マルチバースの"怖さ"を最初に本格的に描いた作品。 注目ポイント: 劇中で語られる**インカージョン(並行世界同士の衝突)**の概念。これは原作『シークレット・ウォーズ』(2015)の根幹設定であり、『ドゥームズデイ』→『シークレット・ウォーズ』2部作の背骨になると見られます。イルミナティの顛末は「別世界の有名ヒーロー登場」の扱いの前例としても重要。 原作へ: インカージョンの果てに何が起きるかは『シークレット・ウォーズ』(邦訳あり・電子版は9/30配信停止予定)で読めます。

14.『サンダーボルツ*』(2025)

"アスタリスク"の意味が明かされるラストは、事実上『ドゥームズデイ』への直通ゲート。 注目ポイント: ニュー・アベンジャーズを名乗ることになった面々と、正規側との緊張関係。次のアベンジャーズが一枚岩でないことは、敵より先に内側の火種として効いてくるはずです。エンドクレジットは必見。

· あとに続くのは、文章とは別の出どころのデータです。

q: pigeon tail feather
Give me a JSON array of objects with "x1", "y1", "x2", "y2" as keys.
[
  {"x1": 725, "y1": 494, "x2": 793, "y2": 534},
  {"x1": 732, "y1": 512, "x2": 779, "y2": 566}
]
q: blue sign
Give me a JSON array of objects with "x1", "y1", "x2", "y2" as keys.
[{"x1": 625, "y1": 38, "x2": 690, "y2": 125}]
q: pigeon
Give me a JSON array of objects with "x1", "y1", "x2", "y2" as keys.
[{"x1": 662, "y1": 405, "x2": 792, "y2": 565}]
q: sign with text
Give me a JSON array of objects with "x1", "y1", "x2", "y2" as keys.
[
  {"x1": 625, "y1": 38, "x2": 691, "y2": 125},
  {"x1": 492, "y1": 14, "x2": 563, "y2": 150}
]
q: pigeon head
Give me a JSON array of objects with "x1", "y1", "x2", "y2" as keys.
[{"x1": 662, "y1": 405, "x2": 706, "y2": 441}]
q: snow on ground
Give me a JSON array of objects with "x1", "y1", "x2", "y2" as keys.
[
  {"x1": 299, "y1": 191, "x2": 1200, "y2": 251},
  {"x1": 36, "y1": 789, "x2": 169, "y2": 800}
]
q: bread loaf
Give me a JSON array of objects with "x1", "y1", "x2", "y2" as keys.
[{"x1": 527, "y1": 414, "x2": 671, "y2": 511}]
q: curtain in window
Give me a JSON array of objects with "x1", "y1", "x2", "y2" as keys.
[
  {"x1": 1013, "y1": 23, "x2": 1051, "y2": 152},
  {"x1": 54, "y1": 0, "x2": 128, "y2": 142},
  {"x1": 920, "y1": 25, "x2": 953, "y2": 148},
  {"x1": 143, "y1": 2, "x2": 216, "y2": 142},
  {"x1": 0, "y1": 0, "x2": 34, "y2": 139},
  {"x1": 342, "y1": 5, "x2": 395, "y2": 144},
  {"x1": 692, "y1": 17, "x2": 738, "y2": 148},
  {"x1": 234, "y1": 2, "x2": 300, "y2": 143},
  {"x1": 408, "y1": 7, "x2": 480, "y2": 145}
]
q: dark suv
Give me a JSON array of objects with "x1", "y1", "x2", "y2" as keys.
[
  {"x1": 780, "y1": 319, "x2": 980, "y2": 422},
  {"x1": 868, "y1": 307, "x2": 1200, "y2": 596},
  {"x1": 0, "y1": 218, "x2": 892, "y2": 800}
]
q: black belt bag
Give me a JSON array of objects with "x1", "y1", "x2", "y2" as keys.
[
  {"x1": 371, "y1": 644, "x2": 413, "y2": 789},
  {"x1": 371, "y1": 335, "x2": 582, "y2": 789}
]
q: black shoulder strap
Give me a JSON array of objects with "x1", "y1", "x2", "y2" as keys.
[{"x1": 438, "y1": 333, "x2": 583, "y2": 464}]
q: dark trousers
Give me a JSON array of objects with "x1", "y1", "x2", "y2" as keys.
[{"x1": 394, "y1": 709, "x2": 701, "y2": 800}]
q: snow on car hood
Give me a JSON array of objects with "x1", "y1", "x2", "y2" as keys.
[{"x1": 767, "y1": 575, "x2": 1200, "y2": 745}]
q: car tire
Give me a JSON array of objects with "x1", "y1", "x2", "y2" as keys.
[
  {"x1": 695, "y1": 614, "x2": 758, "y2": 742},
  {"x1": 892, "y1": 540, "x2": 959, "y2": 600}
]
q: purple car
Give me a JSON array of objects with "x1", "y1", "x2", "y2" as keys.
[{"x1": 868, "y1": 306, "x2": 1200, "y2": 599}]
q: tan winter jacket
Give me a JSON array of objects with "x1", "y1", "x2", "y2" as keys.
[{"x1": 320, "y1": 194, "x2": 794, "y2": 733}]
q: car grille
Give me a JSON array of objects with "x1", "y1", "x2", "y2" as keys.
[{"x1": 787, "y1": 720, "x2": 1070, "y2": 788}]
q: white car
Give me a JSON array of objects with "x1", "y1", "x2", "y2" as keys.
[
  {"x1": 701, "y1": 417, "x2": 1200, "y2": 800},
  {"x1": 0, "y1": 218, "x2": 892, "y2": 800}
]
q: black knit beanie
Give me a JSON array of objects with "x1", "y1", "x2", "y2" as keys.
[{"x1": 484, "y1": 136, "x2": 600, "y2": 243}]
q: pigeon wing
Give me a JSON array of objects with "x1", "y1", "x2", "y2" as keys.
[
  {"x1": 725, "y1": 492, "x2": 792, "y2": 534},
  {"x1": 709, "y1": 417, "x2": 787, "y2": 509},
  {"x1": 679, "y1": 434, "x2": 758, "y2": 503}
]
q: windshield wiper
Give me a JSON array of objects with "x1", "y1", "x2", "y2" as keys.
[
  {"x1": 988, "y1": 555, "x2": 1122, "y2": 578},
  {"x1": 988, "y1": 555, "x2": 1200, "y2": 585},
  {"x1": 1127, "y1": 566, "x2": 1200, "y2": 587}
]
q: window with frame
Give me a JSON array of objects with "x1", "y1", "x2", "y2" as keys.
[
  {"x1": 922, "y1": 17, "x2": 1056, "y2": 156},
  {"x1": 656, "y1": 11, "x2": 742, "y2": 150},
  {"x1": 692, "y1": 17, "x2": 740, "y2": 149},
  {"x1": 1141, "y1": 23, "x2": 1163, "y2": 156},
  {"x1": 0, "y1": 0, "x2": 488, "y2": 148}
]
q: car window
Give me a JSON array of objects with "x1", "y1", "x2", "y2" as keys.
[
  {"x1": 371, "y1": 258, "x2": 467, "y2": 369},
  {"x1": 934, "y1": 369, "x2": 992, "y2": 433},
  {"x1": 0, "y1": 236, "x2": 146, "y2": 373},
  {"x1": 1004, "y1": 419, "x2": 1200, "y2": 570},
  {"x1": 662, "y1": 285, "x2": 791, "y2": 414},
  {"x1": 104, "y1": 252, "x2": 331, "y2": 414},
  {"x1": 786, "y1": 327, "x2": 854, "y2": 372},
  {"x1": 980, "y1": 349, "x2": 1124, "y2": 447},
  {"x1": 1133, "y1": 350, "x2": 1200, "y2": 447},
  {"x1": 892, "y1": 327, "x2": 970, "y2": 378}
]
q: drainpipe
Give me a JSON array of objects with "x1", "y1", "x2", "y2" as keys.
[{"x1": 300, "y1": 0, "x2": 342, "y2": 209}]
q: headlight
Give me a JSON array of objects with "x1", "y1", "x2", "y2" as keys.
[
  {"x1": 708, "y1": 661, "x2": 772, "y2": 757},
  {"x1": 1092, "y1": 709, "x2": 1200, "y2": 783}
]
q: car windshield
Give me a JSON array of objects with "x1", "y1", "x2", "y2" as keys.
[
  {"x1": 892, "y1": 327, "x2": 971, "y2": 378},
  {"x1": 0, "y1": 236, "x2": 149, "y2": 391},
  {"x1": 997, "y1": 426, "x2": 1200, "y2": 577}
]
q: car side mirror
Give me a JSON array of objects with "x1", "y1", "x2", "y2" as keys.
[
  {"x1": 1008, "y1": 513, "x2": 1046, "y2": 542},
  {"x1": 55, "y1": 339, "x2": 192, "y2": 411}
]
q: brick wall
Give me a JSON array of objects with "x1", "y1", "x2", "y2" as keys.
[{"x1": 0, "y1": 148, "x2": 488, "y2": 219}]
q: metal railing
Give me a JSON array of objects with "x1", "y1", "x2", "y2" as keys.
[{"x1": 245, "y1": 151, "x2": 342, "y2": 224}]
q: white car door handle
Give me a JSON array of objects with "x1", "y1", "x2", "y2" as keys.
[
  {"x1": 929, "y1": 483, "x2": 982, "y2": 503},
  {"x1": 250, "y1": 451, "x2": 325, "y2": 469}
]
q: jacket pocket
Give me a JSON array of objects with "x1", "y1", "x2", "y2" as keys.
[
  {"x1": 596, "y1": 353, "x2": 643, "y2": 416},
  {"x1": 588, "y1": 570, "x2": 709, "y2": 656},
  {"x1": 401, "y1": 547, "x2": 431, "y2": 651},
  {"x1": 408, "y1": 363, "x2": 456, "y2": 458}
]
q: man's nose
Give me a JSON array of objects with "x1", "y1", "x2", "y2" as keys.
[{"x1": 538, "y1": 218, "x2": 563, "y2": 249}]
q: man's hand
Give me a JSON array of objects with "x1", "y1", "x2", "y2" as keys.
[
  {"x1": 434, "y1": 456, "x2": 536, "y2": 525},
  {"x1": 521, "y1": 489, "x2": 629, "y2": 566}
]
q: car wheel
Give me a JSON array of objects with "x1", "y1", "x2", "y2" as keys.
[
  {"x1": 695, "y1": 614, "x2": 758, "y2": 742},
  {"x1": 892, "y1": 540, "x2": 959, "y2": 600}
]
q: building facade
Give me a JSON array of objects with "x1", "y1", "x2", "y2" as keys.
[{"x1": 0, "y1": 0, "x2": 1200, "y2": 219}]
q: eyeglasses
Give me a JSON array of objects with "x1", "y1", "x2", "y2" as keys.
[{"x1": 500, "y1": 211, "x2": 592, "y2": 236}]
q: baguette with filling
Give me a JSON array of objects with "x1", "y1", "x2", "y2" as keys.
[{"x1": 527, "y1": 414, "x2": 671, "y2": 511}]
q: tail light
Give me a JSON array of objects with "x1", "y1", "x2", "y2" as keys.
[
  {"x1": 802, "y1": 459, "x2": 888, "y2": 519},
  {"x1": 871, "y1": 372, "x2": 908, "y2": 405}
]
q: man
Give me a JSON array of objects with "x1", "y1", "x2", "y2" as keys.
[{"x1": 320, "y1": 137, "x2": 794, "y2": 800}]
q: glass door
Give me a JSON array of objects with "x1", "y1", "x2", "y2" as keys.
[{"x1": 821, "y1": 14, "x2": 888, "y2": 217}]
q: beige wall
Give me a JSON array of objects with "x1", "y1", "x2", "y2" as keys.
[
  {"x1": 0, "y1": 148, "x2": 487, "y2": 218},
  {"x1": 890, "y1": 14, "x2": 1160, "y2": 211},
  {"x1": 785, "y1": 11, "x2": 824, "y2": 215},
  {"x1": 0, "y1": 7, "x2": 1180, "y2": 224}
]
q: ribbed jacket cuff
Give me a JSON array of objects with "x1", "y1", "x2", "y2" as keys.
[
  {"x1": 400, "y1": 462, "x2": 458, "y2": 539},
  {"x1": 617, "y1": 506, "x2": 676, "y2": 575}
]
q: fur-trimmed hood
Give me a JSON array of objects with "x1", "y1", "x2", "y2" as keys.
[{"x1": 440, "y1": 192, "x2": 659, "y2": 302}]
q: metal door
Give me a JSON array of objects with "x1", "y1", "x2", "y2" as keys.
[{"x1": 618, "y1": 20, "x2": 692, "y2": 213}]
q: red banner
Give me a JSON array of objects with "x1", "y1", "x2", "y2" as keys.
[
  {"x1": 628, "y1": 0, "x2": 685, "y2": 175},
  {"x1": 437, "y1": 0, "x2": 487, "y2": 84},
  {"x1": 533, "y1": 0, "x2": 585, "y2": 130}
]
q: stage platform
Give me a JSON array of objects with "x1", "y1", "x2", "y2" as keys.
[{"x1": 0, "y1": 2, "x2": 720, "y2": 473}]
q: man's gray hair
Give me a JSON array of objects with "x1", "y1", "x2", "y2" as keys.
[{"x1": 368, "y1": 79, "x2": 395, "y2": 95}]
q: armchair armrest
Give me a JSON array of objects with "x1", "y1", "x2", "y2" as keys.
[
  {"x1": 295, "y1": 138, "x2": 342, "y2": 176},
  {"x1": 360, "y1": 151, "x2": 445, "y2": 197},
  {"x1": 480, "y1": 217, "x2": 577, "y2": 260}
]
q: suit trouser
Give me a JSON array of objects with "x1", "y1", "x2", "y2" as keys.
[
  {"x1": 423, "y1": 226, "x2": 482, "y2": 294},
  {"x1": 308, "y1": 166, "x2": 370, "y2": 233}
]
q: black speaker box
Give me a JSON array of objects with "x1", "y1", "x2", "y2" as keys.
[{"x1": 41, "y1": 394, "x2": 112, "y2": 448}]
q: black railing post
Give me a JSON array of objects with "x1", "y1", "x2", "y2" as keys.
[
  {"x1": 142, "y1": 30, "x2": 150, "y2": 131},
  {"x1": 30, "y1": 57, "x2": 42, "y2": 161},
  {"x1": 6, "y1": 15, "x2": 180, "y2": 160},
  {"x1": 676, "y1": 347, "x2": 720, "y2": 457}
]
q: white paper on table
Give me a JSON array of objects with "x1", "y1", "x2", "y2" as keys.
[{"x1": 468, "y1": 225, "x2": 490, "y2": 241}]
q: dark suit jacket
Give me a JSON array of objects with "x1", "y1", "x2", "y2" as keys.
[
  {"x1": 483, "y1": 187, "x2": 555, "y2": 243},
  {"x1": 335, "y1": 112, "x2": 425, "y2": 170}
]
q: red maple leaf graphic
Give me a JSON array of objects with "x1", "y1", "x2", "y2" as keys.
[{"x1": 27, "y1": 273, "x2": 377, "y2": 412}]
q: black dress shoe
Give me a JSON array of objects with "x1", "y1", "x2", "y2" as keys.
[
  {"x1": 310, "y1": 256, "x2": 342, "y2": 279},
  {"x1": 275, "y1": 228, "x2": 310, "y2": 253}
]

15.『ファンタスティック4:ファースト・ステップ』(2025)

フェーズ6開幕作にして、リスト最後の1本。FFの世界はMCU本流と異なるアース828です。 注目ポイント: リード、スー、ジョニー、ベン——ドゥームの因縁の相手であるファンタスティック・フォーの人物像。そして「別世界のヒーローがどうやって本流と出会うのか」という、マルチバース・サーガ最大の合流点。エンドクレジットまで含めて『ドゥームズデイ』の直前章です。 原作へ: ドゥームとFFの因縁の原点は『ブックス・オブ・ドゥーム』、到達点は『シークレット・ウォーズ』。当サイトのコミックサイドで詳しく案内しています。


リストに"ない"ことにも意味がある

  • 『ワンダヴィジョン』『アガサ』不選出 — ワンダ周りは今回の本筋ではない可能性(考察)
  • 『クアントマニア』不選出 — 征服者カーン関連の扱いが変わったことを裏付ける並び
  • FF以外のフェーズ6映画は今後の公開待ち — 『スパイダーマン:ブランド・ニュー・デイ』がリスト外なのは、発表時点で公開直後だったためと見られます

当サイト流・視聴順の提案

公式リストは「重要な順」ではなく順不同です。時系列と設定理解を両立させるなら:

  1. X-メン → X-MEN2(独立した前提知識として最初に)
  2. ザ・ファースト・アベンジャー → アベンジャーズ → インフィニティ・ウォー → エンドゲーム(本流の背骨)
  3. ロキS1(ここで世界観のルールを取得)
  4. NWH → MoM → ワカンダ・フォーエバー → シャン・チー(フェーズ4の広がり)
  5. ロキS2 → デッドプール&ウルヴァリン(マルチバースの現在)
  6. BNW → サンダーボルツ* → ファースト・ステップ(直前3部作)

全15作+αで約35時間。週2本ペースで11月中に完走できます。